Current legislative changes in states like Texas indicate that fewer plaintiffs are securing large financial awards for personal injury claims, with a decline in successful outcomes over the past decade. This is driven by several factors, including courts demanding stricter adherence to proving negligence (requiring clear evidence that a party owed a duty, breached that duty, and that the breach directly caused the losses); aggressive defense tactics by insurance companies and defense attorneys that contest claims more aggressively, making settlements harder to reach and contributing to longer case durations; and statutory constraints enacted through tort reform measures, such as proposed bills in Texas like HB 4806, which seek to impose even tighter constraints on damages for non-economic harm, echoing the effect of North Carolina’s Legislative Cap.
The convergence of judicial support for legislative caps (as seen in North Carolina) and the tightening of procedural and evidentiary standards (as seen in Texas) points toward a legal environment that places a higher premium on rigorous defense strategy and statutory compliance.

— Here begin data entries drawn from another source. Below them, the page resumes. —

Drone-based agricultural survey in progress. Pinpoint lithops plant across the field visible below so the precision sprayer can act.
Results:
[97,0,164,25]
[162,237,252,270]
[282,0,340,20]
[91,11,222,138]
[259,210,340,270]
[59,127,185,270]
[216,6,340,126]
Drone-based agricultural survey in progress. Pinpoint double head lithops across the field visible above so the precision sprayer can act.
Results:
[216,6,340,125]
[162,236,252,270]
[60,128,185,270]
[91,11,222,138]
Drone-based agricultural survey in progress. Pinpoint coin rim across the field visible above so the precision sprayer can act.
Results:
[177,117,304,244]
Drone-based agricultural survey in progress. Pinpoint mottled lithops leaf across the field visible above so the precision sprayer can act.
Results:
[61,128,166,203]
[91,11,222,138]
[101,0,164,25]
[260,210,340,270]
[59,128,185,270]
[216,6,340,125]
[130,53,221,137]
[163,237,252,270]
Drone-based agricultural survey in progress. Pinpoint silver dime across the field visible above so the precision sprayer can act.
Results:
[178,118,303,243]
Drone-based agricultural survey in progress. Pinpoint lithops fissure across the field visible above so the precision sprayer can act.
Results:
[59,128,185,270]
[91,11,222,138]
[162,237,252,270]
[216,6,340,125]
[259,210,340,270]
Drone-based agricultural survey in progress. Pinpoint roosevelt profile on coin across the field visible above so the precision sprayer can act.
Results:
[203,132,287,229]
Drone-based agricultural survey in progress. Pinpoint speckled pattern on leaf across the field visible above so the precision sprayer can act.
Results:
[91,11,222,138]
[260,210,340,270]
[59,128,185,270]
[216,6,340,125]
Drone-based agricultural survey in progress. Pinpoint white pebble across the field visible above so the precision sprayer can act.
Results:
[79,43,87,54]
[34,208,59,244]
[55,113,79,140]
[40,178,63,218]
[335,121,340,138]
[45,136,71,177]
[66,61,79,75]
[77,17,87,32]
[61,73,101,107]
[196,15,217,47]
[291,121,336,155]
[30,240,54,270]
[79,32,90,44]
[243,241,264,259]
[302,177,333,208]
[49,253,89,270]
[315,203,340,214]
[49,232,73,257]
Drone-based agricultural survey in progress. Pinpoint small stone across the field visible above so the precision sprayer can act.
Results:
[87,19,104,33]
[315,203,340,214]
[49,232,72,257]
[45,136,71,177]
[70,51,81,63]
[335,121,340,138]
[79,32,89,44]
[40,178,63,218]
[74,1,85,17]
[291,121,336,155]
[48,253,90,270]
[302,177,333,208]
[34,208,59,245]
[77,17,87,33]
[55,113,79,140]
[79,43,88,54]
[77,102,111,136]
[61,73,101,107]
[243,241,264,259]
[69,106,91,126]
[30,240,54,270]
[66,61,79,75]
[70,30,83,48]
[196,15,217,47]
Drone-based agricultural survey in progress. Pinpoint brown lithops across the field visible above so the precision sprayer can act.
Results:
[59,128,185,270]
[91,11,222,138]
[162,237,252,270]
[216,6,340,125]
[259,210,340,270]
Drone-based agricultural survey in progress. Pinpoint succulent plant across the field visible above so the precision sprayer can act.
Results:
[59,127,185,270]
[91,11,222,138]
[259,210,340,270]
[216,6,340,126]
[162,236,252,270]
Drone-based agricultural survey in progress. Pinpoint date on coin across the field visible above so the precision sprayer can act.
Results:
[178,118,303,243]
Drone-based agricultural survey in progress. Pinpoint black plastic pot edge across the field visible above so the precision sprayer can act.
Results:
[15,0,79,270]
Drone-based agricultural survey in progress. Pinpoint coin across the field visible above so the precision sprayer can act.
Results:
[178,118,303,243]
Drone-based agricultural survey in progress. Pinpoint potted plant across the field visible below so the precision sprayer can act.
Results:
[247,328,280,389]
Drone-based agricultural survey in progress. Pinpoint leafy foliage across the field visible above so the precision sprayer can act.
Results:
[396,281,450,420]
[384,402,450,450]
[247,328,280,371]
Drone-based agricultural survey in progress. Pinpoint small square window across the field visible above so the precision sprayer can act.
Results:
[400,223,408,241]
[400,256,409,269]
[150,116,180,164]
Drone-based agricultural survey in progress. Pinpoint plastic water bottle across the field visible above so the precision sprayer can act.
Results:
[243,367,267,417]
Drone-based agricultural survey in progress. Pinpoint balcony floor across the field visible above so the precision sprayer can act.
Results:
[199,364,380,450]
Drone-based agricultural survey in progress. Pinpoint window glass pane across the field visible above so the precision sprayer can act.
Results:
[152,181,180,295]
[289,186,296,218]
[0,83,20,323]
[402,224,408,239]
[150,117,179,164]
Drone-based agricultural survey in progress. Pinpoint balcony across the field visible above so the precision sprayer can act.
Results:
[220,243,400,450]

The Mohebali decision serves as a powerful reminder for defense counsel to carefully review and apply all available statutory defenses. The court’s analysis highlighted that the plaintiff could have potentially avoided the cap by pleading gross negligence instead of ordinary negligence, as the cap's exception does not apply to verdicts where the trier of fact finds both permanent injury and that the injury was suffered as a result of gross negligence. The plaintiff's choice of legal theory and subsequent failure to preserve the argument for gross negligence ultimately allowed the cap to stand.
This article is intended for informational purposes only and does not constitute legal advice. Please consult with an attorney to discuss your specific legal situation.